Congressman Cohen Introduces the Transnational Repression Accountability and Prevention (TRAP) Act

July 29, 2021
Press Release
Aim is to end INTERPOL abuse by autocrats seeking to silence dissent

WASHINGTON – Congressman Steve Cohen (TN-09), the Co-Chairman of the Commission on Security and Cooperation in Europe, also known as the Helsinki Commission, today introduced the Transnational Repression Accountability and Prevention (TRAP) Act along with Ranking Member Congressman Joe Wilson (SC-02). This bill is intended to end abuse of the International Criminal Police Organization (INTERPOL) by autocrats misusing its detention mechanisms to pursue, harass, or persecute political opponents and dissidents with trumped up criminal charges.

 

Congressman Cohen made the following statement:

 

“Using the legal system and INTERPOL to harass political opponents is becoming far too common. Russia, Azerbaijan, Kazakhstan, Tajikistan, and Turkey frequently issue meritless INTERPOL requests that violate key provisions of INTERPOL’s Constitution, subjecting international travelers to unnecessary inconvenience. The TRAP Act cracks down on the misuse of these tools to prevent autocrats from harassing their own citizens overseas.”

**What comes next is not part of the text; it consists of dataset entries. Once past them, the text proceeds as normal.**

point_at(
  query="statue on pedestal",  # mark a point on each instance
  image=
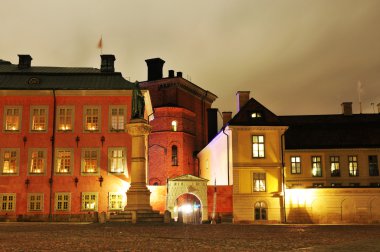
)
(138, 103)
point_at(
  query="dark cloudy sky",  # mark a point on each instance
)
(295, 56)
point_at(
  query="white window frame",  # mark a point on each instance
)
(87, 199)
(65, 121)
(35, 202)
(31, 160)
(83, 161)
(7, 202)
(116, 123)
(90, 117)
(19, 119)
(111, 160)
(116, 201)
(33, 126)
(57, 161)
(15, 159)
(60, 199)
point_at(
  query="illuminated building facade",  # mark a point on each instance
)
(65, 154)
(301, 169)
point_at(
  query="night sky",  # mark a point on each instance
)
(295, 56)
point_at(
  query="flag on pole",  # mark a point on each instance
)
(100, 44)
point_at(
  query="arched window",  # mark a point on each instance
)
(261, 210)
(174, 125)
(174, 155)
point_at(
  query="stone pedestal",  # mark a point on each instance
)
(138, 195)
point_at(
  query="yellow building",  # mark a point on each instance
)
(300, 169)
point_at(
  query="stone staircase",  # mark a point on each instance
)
(141, 216)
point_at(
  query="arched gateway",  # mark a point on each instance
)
(188, 184)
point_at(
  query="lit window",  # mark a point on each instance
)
(37, 161)
(295, 163)
(373, 166)
(258, 146)
(90, 201)
(316, 166)
(39, 118)
(65, 117)
(91, 119)
(334, 166)
(259, 182)
(116, 201)
(174, 125)
(353, 169)
(12, 117)
(35, 201)
(117, 160)
(261, 211)
(9, 161)
(8, 201)
(90, 160)
(62, 201)
(174, 155)
(256, 115)
(64, 161)
(117, 118)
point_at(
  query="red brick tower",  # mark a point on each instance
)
(180, 125)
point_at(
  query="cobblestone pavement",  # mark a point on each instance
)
(176, 237)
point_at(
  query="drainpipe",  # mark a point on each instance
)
(283, 174)
(52, 159)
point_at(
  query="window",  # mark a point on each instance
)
(316, 166)
(65, 116)
(90, 201)
(334, 166)
(12, 118)
(91, 118)
(373, 166)
(259, 182)
(174, 155)
(8, 201)
(353, 169)
(116, 160)
(174, 125)
(62, 201)
(116, 201)
(10, 161)
(38, 118)
(35, 201)
(64, 161)
(37, 161)
(258, 146)
(295, 163)
(117, 118)
(261, 211)
(90, 161)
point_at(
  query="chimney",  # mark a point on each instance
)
(242, 99)
(107, 64)
(171, 73)
(212, 123)
(226, 117)
(24, 61)
(154, 68)
(347, 108)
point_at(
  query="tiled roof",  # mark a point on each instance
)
(59, 78)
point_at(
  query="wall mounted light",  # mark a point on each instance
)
(100, 181)
(77, 139)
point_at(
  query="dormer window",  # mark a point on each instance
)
(174, 125)
(256, 115)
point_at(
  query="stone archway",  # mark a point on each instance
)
(188, 184)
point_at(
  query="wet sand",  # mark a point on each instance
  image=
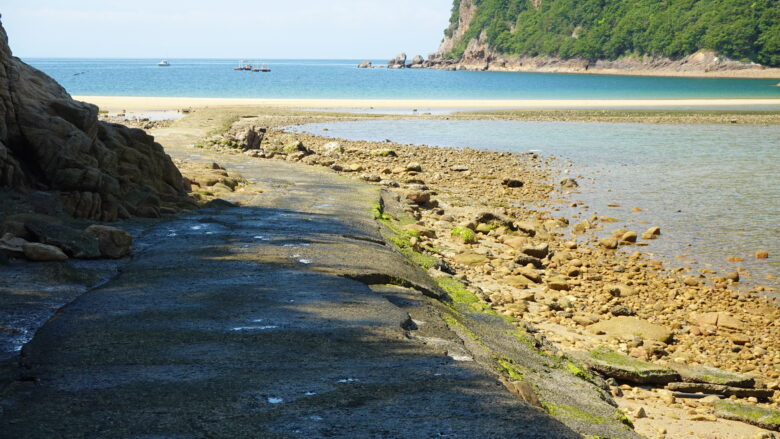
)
(574, 291)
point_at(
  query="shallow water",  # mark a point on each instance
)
(713, 189)
(341, 79)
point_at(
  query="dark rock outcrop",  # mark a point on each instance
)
(50, 142)
(399, 62)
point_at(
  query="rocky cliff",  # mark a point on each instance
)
(704, 36)
(50, 142)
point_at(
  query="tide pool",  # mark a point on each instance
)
(713, 189)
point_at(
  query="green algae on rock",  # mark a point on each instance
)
(465, 234)
(712, 375)
(622, 367)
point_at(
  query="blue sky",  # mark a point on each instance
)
(225, 28)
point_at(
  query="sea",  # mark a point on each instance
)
(330, 79)
(713, 189)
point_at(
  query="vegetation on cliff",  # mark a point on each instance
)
(746, 30)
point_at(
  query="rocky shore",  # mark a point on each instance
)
(487, 220)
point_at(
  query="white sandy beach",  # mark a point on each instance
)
(139, 104)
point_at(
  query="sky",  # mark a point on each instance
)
(268, 29)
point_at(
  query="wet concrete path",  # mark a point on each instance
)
(246, 322)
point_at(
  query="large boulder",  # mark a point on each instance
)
(399, 62)
(113, 243)
(48, 141)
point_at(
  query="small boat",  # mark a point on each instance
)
(243, 66)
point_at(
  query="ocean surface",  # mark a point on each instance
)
(713, 189)
(341, 79)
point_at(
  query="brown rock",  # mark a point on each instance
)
(101, 171)
(620, 290)
(38, 252)
(719, 319)
(609, 243)
(539, 251)
(558, 283)
(629, 327)
(418, 197)
(717, 389)
(470, 259)
(691, 281)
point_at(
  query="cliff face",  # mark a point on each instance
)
(50, 142)
(513, 34)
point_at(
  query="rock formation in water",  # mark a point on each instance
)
(50, 142)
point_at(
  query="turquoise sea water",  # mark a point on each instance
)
(713, 189)
(341, 79)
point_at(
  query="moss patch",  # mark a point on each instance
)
(457, 291)
(613, 358)
(565, 411)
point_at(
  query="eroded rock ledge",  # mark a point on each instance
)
(50, 142)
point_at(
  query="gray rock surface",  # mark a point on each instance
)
(717, 389)
(257, 321)
(624, 368)
(49, 141)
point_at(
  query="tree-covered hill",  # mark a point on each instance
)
(745, 30)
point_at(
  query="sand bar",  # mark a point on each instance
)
(136, 103)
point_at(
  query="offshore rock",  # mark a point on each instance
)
(48, 141)
(399, 62)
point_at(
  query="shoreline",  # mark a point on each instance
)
(152, 103)
(569, 298)
(747, 73)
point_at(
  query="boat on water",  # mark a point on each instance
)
(245, 66)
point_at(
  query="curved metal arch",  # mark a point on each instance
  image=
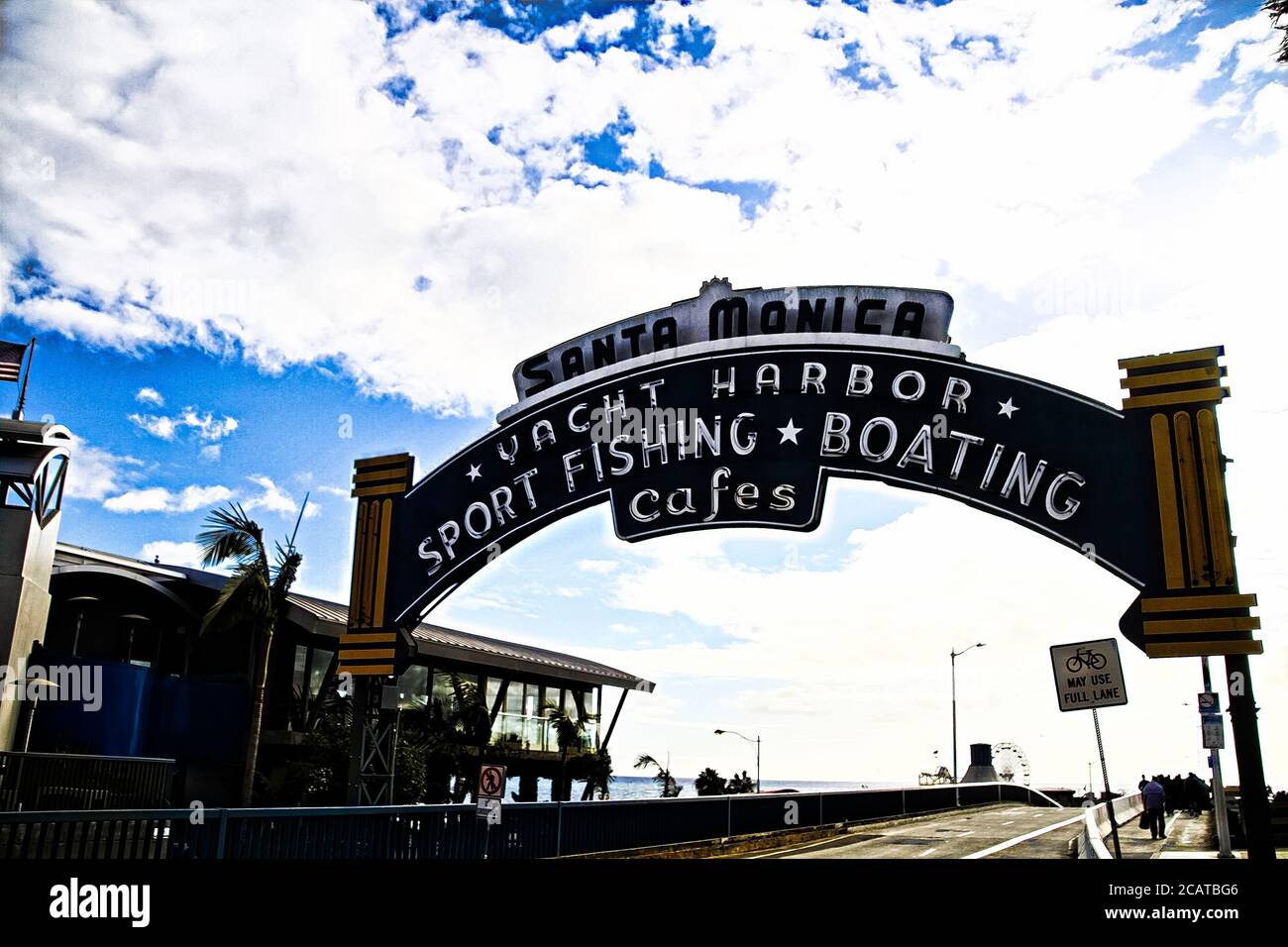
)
(132, 577)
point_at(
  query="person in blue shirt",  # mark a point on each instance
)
(1155, 808)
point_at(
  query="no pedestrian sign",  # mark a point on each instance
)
(1089, 674)
(490, 783)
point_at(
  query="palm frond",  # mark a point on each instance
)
(230, 534)
(244, 598)
(1278, 9)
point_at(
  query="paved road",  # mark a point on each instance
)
(996, 831)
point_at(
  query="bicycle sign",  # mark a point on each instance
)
(1089, 676)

Commissioner Wilson made the following statement:

“Dictators are increasingly pursuing political opponents and dissidents across borders. Through surveillance, harassment, and even assassination, these autocrats are attempting to build a world safe for authoritarianism—where speaking out against brutal regimes might destroy your life. It is imperative that we fight back. INTERPOL abuse is one of the worst forms of this transnational repression and I am pleased to introduce the TRAP Act with other Helsinki Commission leaders to curb it.”

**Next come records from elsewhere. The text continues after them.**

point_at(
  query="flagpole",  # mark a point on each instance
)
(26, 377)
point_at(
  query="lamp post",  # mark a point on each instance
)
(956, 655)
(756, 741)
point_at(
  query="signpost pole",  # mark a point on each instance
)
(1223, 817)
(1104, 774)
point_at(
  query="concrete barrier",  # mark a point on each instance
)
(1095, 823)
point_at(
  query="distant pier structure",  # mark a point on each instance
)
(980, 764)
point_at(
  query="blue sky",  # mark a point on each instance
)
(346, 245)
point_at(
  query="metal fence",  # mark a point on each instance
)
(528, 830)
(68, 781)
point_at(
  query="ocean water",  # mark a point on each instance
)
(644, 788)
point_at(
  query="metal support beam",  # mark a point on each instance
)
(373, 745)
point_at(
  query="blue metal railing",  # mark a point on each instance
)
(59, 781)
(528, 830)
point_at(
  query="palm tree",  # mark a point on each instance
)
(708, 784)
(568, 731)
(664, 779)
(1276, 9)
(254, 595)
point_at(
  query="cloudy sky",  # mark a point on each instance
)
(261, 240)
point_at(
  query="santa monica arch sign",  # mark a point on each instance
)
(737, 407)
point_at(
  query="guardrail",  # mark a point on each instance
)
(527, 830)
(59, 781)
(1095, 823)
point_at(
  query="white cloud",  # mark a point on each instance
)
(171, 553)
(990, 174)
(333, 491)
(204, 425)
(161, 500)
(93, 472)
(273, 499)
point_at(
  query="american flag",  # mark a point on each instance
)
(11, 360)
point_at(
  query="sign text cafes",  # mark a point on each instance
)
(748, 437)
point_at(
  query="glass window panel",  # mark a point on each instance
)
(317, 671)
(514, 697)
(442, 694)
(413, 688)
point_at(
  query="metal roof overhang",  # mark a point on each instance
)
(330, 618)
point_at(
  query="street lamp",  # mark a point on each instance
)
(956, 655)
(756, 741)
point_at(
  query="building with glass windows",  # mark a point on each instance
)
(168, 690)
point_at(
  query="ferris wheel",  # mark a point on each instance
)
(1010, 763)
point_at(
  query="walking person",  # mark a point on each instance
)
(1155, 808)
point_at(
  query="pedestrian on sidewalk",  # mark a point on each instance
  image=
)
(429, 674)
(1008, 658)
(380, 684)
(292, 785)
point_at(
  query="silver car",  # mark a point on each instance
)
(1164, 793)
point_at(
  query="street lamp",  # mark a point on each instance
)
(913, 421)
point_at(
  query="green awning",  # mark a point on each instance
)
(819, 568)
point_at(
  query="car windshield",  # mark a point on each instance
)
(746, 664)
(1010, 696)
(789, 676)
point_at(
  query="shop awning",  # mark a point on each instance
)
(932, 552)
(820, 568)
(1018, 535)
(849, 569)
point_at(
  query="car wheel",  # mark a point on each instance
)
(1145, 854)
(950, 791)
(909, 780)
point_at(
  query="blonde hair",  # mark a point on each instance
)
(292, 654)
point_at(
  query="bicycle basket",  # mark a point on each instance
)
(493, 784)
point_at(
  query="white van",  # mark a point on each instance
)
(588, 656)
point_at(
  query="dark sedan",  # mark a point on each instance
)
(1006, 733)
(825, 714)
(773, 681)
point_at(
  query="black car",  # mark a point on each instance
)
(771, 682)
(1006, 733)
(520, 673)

The Transnational Repression Accountability and Prevention (TRAP) Act responds to the emerging threat of transnational repression by:

  • Establishing priorities for the U.S. in responding to INTERPOL abuse and promoting reform within INTERPOL; 
  • Identifying areas for improvement in the U.S. government’s response to INTERPOL abuse; and 
  • Protecting the U.S. judicial system from the influence of abusive INTERPOL notices.